A César o que é de César
Tantos anos passados, o legislador e o governo decidem agora regulamentar a prevenção da corrupção no setor privado, o que, sendo positivo, oculta a dúvida fundamental: colocando o ónus do combate à promiscuidade entre a política e os negócios nas empresas, o Estado continuará demitindo-se dessa responsabilidade?
O programa do Governo apresentado esta semana destacou a prevenção da corrupção no setor privado, designadamente através das medidas já inscritas no Regime Geral de Prevenção da Corrupção, que vincula todas as empresas com mais de 50 trabalhadores à adoção de um programa de compliance que inclua, obrigatoriamente, “a elaboração de um plano de prevenção da corrupção, a aprovação de um código de conduta, a disponibilização de um canal de denúncia, a realização de um programa de formação, a designação de um responsável independente pelo cumprimento normativo e a aplicação de sanções para o respetivo incumprimento”.
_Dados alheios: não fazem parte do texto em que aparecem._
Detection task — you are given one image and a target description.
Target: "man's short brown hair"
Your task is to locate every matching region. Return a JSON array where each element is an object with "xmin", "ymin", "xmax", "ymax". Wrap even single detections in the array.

É, evidentemente, uma boa iniciativa, mas nada tem de inovadora, considerando a experiência de outros países europeus, que há muito que assumiram como desejável e necessário dotar o setor privado de instrumentos normativos capazes de mitigar os efeitos da corrupção e da fraude nas suas economias.
Mais relevante – atendendo até ao destaque que vem sendo dado em Portugal a tal conjunto de medidas – aqui partimos da premissa errada de que a luta contra a corrupção não ecoa nos empresários portugueses. O que não corresponde, sobretudo tendo presente a dimensão do setor, constituído maioritariamente por Pequenas e Médias Empresas e micro empreendedores, que melhor do que ninguém conhecem os entraves causados por conflitos de interesses, nepotismo, suborno ou outras infrações conexas.
É certo que a promiscuidade entre a política e os negócios está na base dos maiores escândalos de corrupção em Portugal, mas há que evitar a ideia de que as empresas beneficiam da corrupção se cristalize, como se tratasse de uma verdade insofismável. De resto, são cada vez mais as evidências documentais traduzindo o impacto negativo da corrupção nas empresas e no ambiente de negócios, assim como os estudos refletindo as perceções de empresários sobre os efeitos perversos da corrupção na sua atividade.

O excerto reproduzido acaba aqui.